Here's my contribution to Black History Month.
The picture, taken in 1945, is Henrietta Lacks and her husband David.
You, I, we, owe Henrietta... bigtime!



Quote:
Medical researchers use laboratory-grown human cells to learn the intricacies of how cells work and test theories about the causes and treatment of diseases. The cell lines they need are “immortal”—they can grow indefinitely, be frozen for decades, divided into different batches and shared among scientists. In 1951, a scientist at Johns Hopkins Hospital in Baltimore, Maryland, created the first immortal human cell line with a tissue sample taken from a young black woman with cervical cancer. Those cells, called HeLa cells, quickly became invaluable to medical research.

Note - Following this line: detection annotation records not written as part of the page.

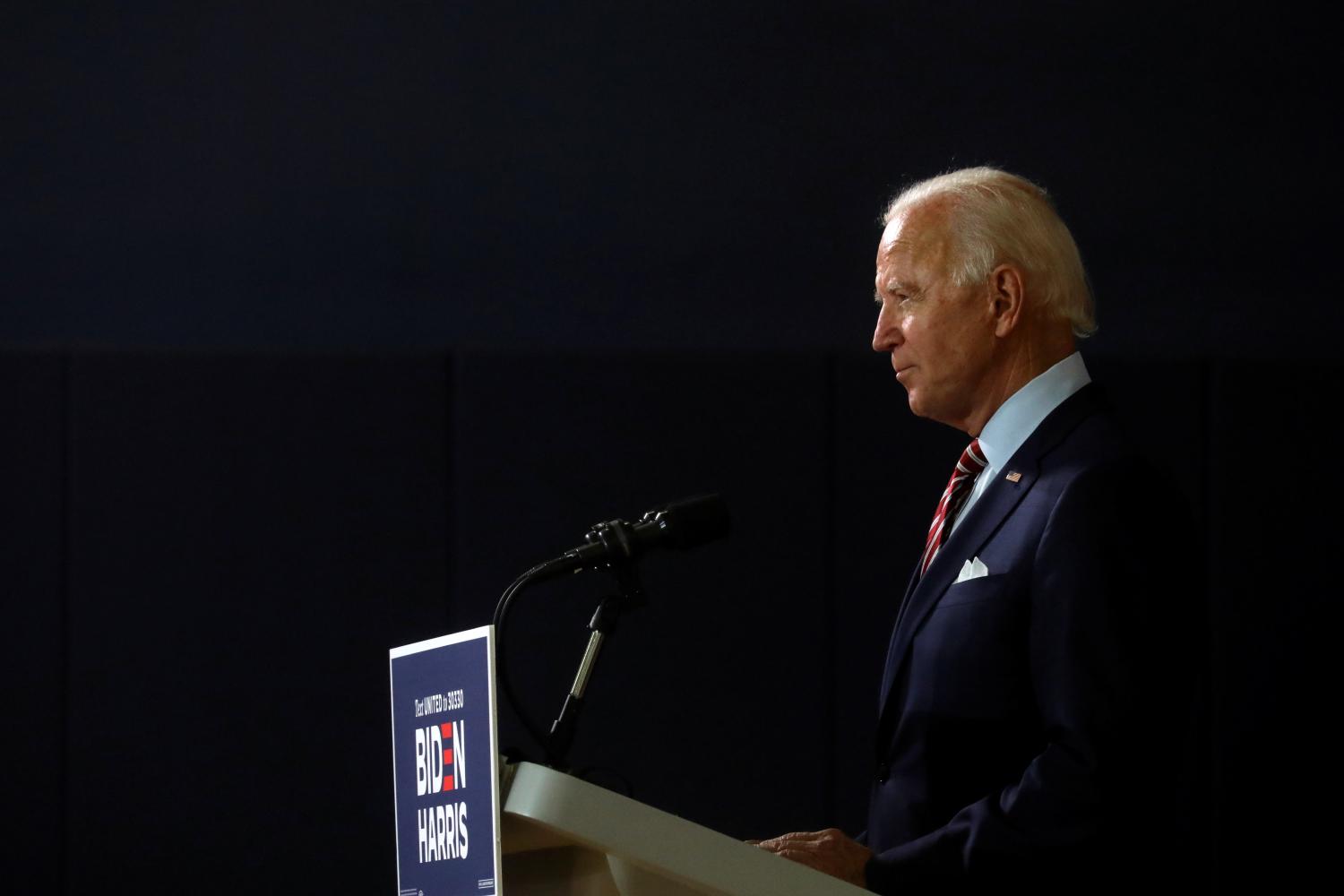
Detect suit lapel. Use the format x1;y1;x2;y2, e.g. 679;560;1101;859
878;385;1099;748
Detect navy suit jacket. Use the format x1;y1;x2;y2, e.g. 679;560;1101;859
866;385;1202;895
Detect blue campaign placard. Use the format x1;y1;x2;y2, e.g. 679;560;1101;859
389;626;502;896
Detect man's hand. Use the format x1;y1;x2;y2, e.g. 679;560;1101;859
757;828;873;887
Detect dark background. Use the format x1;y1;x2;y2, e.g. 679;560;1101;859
0;0;1341;892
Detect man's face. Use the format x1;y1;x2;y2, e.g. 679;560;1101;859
873;205;995;434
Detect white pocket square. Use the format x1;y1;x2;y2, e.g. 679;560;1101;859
953;557;989;584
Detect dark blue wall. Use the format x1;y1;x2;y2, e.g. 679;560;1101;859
0;352;1338;892
0;0;1344;892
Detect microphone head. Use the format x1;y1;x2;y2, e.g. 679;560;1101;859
644;495;733;551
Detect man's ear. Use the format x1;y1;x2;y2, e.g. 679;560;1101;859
989;264;1024;337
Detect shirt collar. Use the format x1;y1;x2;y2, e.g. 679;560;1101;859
980;352;1091;470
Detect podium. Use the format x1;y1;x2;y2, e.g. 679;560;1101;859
500;762;868;896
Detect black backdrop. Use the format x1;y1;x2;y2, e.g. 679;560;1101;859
0;1;1340;892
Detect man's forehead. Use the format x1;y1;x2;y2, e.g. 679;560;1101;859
878;211;943;264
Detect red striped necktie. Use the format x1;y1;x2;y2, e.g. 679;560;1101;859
919;439;988;576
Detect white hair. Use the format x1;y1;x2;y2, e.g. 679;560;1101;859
882;168;1097;337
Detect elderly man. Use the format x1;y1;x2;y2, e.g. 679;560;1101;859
761;168;1198;893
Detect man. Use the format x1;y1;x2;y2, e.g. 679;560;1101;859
761;168;1198;893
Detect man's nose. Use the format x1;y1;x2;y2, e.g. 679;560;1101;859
873;305;900;352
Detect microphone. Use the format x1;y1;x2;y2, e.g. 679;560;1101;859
547;495;731;573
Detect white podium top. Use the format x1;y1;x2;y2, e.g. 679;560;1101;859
503;763;868;896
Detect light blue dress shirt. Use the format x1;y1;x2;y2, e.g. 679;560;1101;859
948;352;1091;536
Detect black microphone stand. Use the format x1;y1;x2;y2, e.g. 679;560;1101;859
546;520;647;766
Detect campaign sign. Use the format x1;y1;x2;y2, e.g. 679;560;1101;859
389;626;500;896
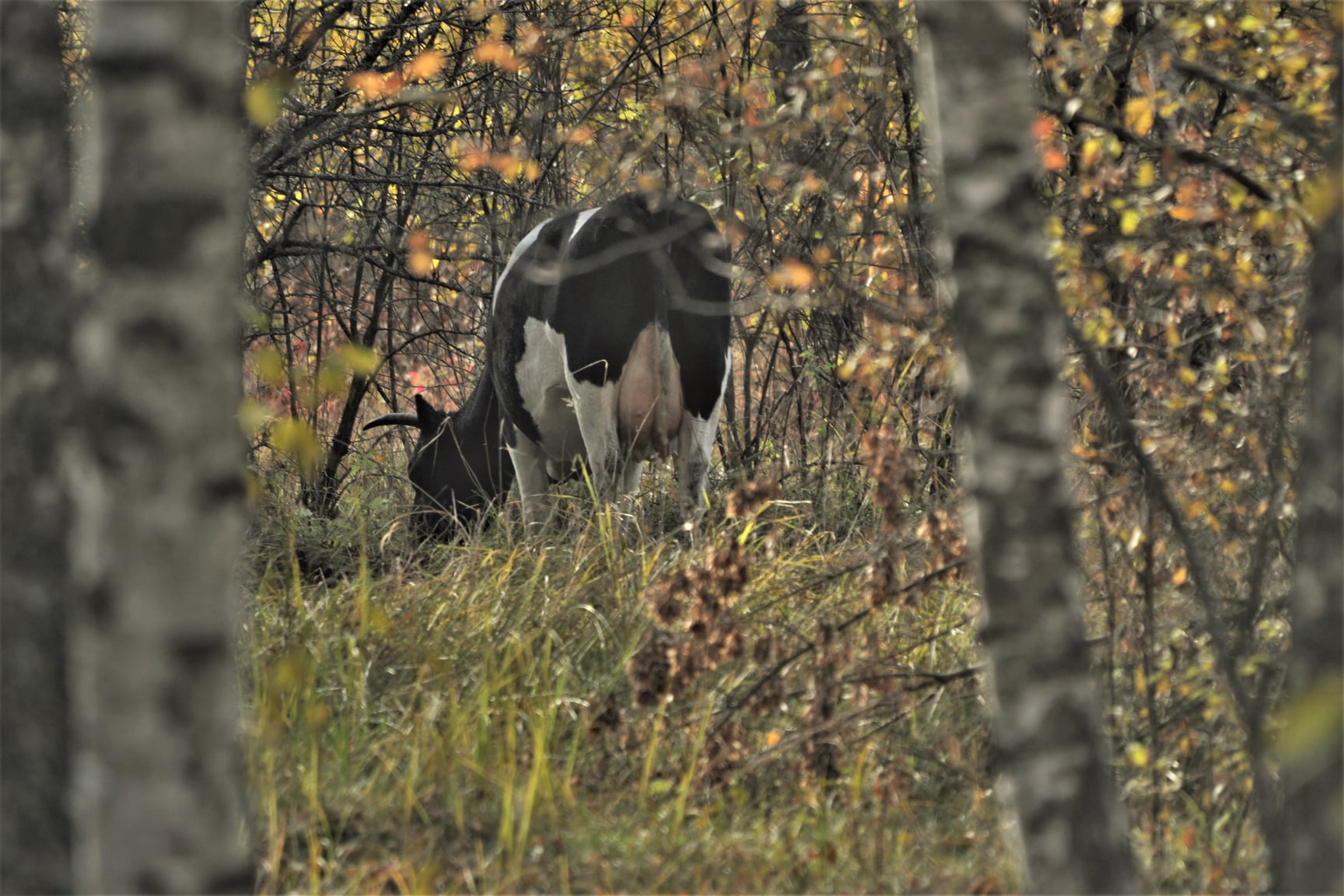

A doctor at Johns Hopkins took a piece of her tumor without telling her and sent it down the hall to scientists there who had been trying to grow tissues in culture for decades without success. No one knows why, but her cells never died.
So why do you and I owe a debt to Henrietta?

Quote:
Henrietta’s cells were the first immortal human cells ever grown in culture. They were essential to developing the polio vaccine. They went up in the first space missions to see what would happen to cells in zero gravity. Many scientific landmarks since then have used her cells, including cloning, gene mapping and in vitro fertilization.
I find it disturbing that "immortal" cells came from a tumor.